After he died, miracles soon began to happen with his body. Phenomenon such as strange lights began to occur. In addition, his body was both incorrupt and exuding a strange red substance (not quite blood, but somewhat like blood). People throughout Lebanon began to flock to his monasteries as stories spread about miraculous healings. Included among the many pilgrims were Muslims and Druids. In fact, throughout the Middle East, many Muslims look up to and know about St. Charbel.
St. Charbel is not, however, considered the patron saint of interfaith dialogue. I have given him this title for the sake of this article. I think it is ironic that one of the figures who has done more to advance the cause of understanding among the different religions in the Middle East did not in fact speak on the subject or actively seek to engage in this work. What his story teaches us is that in our efforts of building a more just and peaceful society, the witness of the saints is the primary agent for change. This is the case not because they were more talented or they had better programs, but because in them Jesus Christ is made incarnate.

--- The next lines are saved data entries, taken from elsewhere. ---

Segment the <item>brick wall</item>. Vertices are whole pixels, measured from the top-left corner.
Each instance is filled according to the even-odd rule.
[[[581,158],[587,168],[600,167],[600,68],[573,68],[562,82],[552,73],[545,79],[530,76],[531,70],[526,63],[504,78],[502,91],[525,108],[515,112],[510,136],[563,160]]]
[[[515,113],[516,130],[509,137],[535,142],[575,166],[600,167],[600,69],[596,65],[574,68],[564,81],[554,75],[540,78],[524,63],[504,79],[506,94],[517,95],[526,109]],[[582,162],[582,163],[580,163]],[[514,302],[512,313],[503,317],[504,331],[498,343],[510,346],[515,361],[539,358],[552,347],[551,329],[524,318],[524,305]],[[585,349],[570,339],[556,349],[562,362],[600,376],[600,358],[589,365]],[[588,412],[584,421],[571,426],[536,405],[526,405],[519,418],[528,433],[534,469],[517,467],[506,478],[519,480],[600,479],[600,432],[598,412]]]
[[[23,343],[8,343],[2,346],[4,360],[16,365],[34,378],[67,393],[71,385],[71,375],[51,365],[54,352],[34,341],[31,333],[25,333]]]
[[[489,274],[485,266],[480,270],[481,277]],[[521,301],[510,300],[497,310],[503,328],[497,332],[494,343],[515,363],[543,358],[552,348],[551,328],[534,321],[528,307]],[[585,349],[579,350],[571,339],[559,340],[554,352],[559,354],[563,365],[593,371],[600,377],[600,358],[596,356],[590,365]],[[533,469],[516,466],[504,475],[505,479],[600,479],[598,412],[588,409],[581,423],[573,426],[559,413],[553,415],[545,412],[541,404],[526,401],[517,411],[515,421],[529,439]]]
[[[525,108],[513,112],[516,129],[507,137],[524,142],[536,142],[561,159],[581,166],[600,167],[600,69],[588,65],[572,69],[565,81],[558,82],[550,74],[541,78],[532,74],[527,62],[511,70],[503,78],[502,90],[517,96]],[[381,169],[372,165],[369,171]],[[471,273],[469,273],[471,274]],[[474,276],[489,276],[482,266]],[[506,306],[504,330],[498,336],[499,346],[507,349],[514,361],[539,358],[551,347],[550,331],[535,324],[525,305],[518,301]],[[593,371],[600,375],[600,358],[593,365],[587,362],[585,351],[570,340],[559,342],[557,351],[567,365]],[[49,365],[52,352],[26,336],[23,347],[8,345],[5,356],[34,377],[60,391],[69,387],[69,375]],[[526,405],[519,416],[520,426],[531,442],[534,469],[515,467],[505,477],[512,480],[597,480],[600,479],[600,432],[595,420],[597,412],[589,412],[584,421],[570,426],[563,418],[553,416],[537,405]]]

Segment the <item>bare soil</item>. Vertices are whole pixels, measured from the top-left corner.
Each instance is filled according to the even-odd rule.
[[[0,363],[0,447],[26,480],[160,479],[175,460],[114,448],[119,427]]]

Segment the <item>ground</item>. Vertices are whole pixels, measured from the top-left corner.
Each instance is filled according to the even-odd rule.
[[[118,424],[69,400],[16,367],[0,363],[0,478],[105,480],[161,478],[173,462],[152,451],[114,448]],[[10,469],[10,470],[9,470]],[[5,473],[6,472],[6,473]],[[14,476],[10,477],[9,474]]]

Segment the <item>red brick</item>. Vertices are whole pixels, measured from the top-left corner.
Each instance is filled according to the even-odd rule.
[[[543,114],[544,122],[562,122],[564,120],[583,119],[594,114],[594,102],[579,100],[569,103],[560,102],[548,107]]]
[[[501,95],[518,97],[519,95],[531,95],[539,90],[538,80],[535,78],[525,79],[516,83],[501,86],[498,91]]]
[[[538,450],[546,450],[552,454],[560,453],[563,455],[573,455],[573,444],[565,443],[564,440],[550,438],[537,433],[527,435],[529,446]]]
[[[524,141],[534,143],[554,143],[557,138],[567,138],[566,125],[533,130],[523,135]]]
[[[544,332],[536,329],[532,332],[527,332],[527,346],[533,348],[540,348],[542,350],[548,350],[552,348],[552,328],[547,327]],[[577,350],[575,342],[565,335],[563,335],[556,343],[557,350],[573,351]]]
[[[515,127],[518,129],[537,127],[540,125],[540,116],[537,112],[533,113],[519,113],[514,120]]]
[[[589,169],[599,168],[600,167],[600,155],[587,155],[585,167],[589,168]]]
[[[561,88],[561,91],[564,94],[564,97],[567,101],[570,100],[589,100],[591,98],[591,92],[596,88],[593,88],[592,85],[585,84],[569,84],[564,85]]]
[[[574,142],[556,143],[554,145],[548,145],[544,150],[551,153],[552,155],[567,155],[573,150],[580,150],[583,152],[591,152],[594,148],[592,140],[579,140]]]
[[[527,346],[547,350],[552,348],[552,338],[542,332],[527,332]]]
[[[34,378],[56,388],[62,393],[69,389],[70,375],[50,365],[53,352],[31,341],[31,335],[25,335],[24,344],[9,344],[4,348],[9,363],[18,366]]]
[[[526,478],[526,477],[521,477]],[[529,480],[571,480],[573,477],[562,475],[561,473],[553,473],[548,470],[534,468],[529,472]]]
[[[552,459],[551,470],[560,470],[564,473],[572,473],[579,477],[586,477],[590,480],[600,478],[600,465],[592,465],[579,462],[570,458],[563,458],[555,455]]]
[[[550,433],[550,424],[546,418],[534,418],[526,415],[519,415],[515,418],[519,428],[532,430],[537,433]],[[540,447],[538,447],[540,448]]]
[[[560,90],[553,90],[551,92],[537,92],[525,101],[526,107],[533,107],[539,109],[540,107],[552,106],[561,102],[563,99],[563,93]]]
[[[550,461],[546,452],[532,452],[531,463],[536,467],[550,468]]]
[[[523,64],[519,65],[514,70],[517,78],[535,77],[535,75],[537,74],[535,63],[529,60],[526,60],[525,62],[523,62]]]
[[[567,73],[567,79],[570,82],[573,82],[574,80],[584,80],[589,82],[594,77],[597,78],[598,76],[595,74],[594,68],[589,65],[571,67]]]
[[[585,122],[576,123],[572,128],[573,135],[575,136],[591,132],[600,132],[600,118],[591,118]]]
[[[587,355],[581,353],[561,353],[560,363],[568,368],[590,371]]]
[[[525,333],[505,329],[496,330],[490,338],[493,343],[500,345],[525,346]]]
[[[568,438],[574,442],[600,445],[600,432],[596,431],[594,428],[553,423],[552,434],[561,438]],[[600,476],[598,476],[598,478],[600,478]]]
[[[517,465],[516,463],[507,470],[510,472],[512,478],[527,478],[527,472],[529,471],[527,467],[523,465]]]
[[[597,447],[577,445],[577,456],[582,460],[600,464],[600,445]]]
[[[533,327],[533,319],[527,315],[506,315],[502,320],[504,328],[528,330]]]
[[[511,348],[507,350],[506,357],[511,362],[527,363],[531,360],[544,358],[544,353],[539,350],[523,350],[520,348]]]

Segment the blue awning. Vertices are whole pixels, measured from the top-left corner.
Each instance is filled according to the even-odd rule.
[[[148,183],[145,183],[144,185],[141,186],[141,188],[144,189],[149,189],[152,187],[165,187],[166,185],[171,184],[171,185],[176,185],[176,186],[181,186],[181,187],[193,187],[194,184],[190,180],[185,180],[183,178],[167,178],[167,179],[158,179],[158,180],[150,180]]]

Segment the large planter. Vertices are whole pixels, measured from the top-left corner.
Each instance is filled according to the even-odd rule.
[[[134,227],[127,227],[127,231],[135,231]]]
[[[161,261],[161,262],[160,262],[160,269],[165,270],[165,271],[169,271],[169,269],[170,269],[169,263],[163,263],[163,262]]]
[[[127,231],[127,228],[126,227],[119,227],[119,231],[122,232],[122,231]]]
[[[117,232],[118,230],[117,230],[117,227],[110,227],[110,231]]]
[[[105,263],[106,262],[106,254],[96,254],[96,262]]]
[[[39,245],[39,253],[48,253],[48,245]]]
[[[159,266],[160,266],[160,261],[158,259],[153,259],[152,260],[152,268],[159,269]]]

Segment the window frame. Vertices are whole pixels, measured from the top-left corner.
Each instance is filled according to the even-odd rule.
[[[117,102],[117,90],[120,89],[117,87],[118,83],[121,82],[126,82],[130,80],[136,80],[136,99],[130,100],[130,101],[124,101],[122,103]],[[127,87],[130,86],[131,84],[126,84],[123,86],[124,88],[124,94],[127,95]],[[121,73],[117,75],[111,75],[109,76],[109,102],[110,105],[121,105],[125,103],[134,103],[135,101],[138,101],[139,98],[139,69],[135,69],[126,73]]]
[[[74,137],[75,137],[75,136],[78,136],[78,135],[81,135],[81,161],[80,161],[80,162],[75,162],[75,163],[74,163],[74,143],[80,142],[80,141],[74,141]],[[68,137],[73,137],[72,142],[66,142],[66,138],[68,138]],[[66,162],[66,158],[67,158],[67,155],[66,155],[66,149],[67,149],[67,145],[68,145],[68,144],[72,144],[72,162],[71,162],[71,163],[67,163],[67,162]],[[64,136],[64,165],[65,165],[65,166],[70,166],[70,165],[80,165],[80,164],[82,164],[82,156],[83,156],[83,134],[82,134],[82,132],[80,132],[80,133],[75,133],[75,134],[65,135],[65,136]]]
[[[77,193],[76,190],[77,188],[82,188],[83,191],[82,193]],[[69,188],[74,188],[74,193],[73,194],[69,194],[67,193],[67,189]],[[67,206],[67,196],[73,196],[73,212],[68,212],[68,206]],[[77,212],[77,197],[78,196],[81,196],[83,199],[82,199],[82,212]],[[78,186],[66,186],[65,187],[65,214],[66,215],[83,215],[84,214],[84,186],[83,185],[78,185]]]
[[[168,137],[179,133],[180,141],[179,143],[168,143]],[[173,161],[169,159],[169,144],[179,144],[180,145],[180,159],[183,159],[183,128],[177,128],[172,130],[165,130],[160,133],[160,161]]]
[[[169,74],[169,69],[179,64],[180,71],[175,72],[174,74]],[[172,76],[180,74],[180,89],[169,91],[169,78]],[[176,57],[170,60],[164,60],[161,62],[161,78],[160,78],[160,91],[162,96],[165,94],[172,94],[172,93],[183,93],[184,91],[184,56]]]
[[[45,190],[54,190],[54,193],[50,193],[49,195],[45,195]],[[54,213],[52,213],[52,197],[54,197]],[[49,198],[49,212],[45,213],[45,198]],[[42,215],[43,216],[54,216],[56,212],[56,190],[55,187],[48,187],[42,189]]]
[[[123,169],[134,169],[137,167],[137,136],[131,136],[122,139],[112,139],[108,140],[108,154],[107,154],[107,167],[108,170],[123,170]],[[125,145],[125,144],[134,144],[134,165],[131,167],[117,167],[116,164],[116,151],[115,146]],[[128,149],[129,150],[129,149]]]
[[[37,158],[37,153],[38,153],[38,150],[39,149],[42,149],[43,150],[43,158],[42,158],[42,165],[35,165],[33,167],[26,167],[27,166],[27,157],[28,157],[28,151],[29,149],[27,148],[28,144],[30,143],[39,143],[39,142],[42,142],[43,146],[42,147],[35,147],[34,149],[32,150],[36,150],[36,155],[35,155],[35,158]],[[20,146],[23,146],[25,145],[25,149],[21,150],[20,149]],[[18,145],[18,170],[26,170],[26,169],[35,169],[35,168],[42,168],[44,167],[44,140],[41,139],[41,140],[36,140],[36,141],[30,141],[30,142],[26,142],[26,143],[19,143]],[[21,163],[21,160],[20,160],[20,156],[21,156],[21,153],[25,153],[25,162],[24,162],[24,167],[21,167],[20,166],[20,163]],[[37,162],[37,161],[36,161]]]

Right now, we are in midst of incredible tensions and political turmoil. I do not pretend to know the political answers to these important and pressing issues. However, what I do know is that any political or social solution must be grounded in God. Such a solution must draw its vitality from the transformative power of Divine love. This does not mean that we must all become pacifists; rather it means that any solution must come from the freedom offered through communion with God. In this way, we must keep our hearts free from the hatred and malice that are the workings of the Devil.

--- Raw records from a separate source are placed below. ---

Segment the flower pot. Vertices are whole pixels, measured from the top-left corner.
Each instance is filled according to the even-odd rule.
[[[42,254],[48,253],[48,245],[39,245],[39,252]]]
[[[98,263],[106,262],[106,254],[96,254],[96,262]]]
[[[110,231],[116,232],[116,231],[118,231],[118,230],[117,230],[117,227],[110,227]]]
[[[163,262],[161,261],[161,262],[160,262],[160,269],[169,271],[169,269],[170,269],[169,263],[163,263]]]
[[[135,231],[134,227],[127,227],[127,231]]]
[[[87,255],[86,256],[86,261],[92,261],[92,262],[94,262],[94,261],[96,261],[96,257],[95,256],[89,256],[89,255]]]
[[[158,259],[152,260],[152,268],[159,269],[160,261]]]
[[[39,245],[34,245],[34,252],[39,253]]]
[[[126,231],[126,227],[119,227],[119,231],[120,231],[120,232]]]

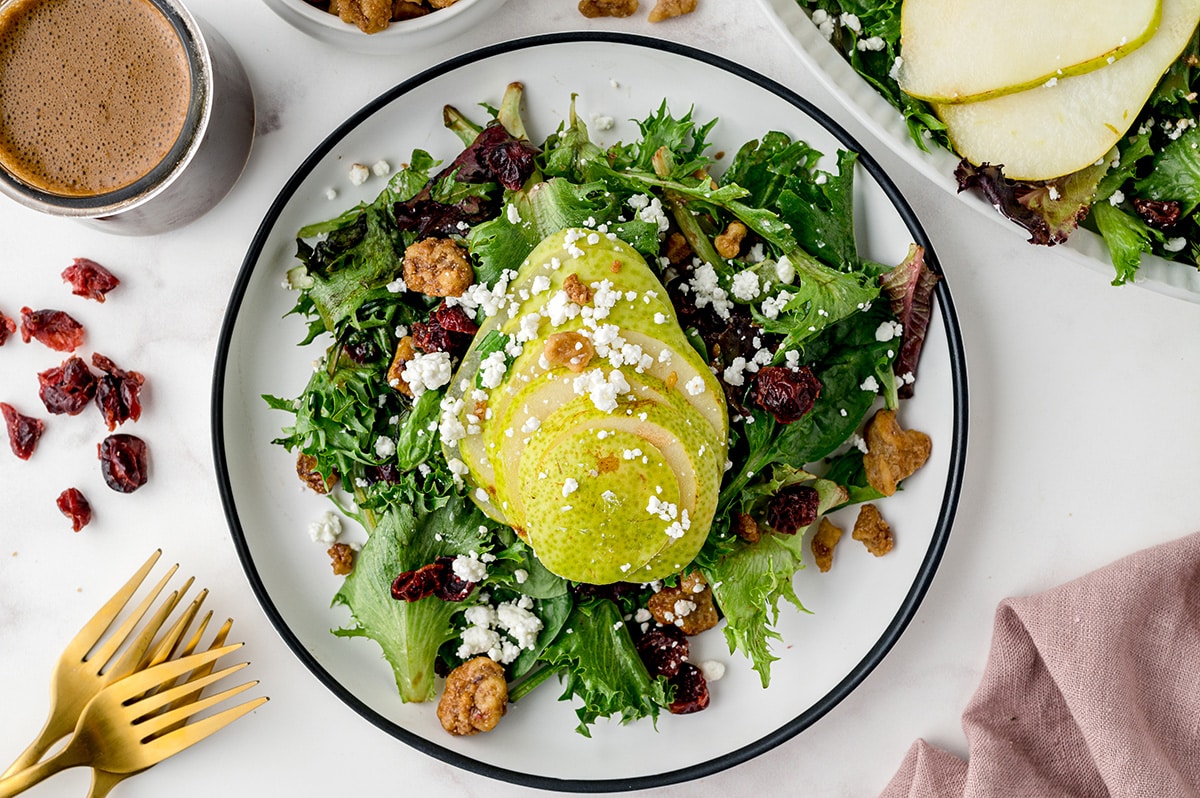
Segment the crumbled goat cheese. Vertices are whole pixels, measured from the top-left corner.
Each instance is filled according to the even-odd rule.
[[[904,325],[898,321],[885,321],[875,328],[875,340],[883,343],[893,338],[899,338],[904,332]]]
[[[563,482],[562,495],[563,495],[564,499],[567,498],[568,496],[570,496],[572,493],[574,493],[577,490],[579,490],[578,480],[574,480],[574,479],[571,479],[570,477],[568,477]]]
[[[592,127],[596,130],[612,130],[616,120],[604,114],[592,114]]]
[[[733,275],[733,285],[731,286],[733,296],[743,302],[750,302],[758,299],[760,289],[758,286],[758,274],[746,269]]]
[[[392,165],[380,158],[378,161],[371,164],[371,171],[375,173],[376,177],[386,177],[391,173]]]
[[[342,519],[334,515],[332,510],[326,510],[323,516],[308,525],[308,536],[314,543],[323,546],[332,546],[341,534]]]
[[[1122,191],[1121,189],[1117,189],[1116,191],[1114,191],[1112,193],[1112,195],[1108,198],[1108,204],[1112,205],[1114,207],[1117,205],[1120,205],[1124,201],[1125,201],[1125,192]]]
[[[1179,238],[1168,238],[1163,243],[1163,249],[1165,249],[1167,252],[1179,252],[1185,246],[1187,246],[1187,239],[1183,236],[1180,236]]]
[[[862,385],[858,387],[864,391],[877,392],[879,390],[879,381],[875,379],[874,375],[871,375],[863,380]]]
[[[367,182],[367,178],[371,176],[371,170],[360,163],[350,165],[350,182],[356,186],[361,186]]]
[[[464,582],[482,582],[487,579],[487,563],[479,559],[475,552],[458,555],[450,564],[450,568],[454,575]]]
[[[706,659],[696,665],[704,674],[704,681],[715,682],[725,675],[725,664],[715,659]]]
[[[767,297],[762,301],[762,314],[768,319],[777,319],[783,309],[787,307],[787,303],[791,301],[792,293],[790,291],[780,291],[773,297]]]
[[[429,352],[414,357],[404,364],[401,376],[408,383],[413,396],[436,390],[450,382],[454,375],[450,367],[449,352]]]
[[[386,435],[375,439],[375,454],[387,459],[396,453],[396,442]]]
[[[687,381],[683,389],[688,392],[688,396],[699,396],[704,393],[704,378],[697,374]]]
[[[726,367],[724,374],[725,382],[734,387],[746,384],[746,378],[742,374],[746,370],[746,358],[735,357],[733,362]]]
[[[692,279],[688,281],[692,294],[695,296],[697,308],[712,305],[713,311],[722,319],[729,318],[729,308],[733,304],[729,295],[721,287],[717,270],[711,263],[701,264],[696,268]]]

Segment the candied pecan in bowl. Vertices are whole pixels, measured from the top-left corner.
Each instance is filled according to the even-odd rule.
[[[426,296],[462,296],[475,282],[467,253],[449,238],[423,238],[404,250],[404,284]]]
[[[392,355],[392,363],[387,370],[387,384],[392,390],[405,396],[412,396],[412,388],[404,380],[404,365],[417,356],[413,347],[413,337],[406,335],[396,342],[396,351]]]
[[[0,414],[4,416],[5,426],[8,427],[8,443],[13,454],[28,460],[33,456],[46,425],[40,418],[24,415],[8,402],[0,402]]]
[[[103,372],[96,383],[96,406],[104,416],[108,431],[118,424],[142,417],[142,386],[146,378],[136,371],[124,371],[99,352],[92,353],[92,365]]]
[[[675,676],[687,662],[687,635],[673,623],[650,627],[637,638],[635,646],[651,676]]]
[[[596,17],[630,17],[637,13],[638,0],[579,0],[579,13]]]
[[[919,430],[905,430],[896,421],[894,410],[881,409],[867,422],[867,453],[863,468],[867,482],[884,496],[891,496],[902,479],[925,465],[933,443]]]
[[[771,497],[767,523],[776,532],[794,535],[817,520],[821,495],[811,485],[789,485]]]
[[[662,0],[659,0],[659,5],[662,5]],[[655,10],[658,10],[658,6],[655,6]],[[650,15],[653,17],[654,12],[650,12]],[[650,21],[657,22],[655,19]],[[748,232],[750,231],[746,229],[746,225],[741,222],[730,222],[725,227],[725,232],[713,238],[713,246],[717,248],[717,254],[722,258],[736,258],[742,251],[742,240],[746,238]]]
[[[592,289],[584,285],[583,280],[579,279],[578,272],[571,272],[563,280],[563,291],[566,292],[567,299],[576,305],[590,305],[592,302]]]
[[[733,517],[733,534],[747,543],[757,543],[762,537],[758,522],[745,513],[738,513]]]
[[[648,19],[651,22],[662,22],[663,20],[673,17],[680,17],[684,14],[690,14],[696,10],[696,0],[658,0],[654,4],[654,8],[650,9]],[[724,253],[722,253],[724,255]],[[732,257],[731,255],[724,255]]]
[[[91,258],[76,258],[63,269],[62,278],[71,284],[72,294],[97,302],[103,302],[105,294],[121,284],[116,275]]]
[[[850,536],[862,541],[867,551],[876,557],[882,557],[896,545],[896,536],[892,533],[892,528],[879,514],[879,508],[873,504],[864,504],[858,511],[854,531]]]
[[[92,520],[92,505],[78,488],[67,488],[58,494],[55,500],[59,511],[71,519],[71,528],[76,532],[83,529]]]
[[[675,688],[675,698],[667,707],[672,715],[689,715],[708,707],[708,680],[692,663],[680,665],[679,673],[667,681]]]
[[[455,735],[491,731],[508,711],[508,682],[504,668],[490,657],[475,657],[446,677],[438,701],[442,728]]]
[[[148,449],[136,435],[109,435],[96,445],[104,483],[118,493],[133,493],[146,484]]]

Thus prayer is primary, but prayer in the sense of entering into the eternal exchange of the Triune God. We should not simply present our limited solutions and answers to God in an attempt to merely reinforce our preconceived notions, but rather we must lay the trouble of the world at the foot of Jesus with complete surrender, allowing his Holy Spirit to guide our lives. We need have the contemplative heart of St. Charbel even if we are called to live in the world. In this way, St. Charbel is the patron saint of interfaith dialogue because any dialogue finds its pattern and fulfillment in God.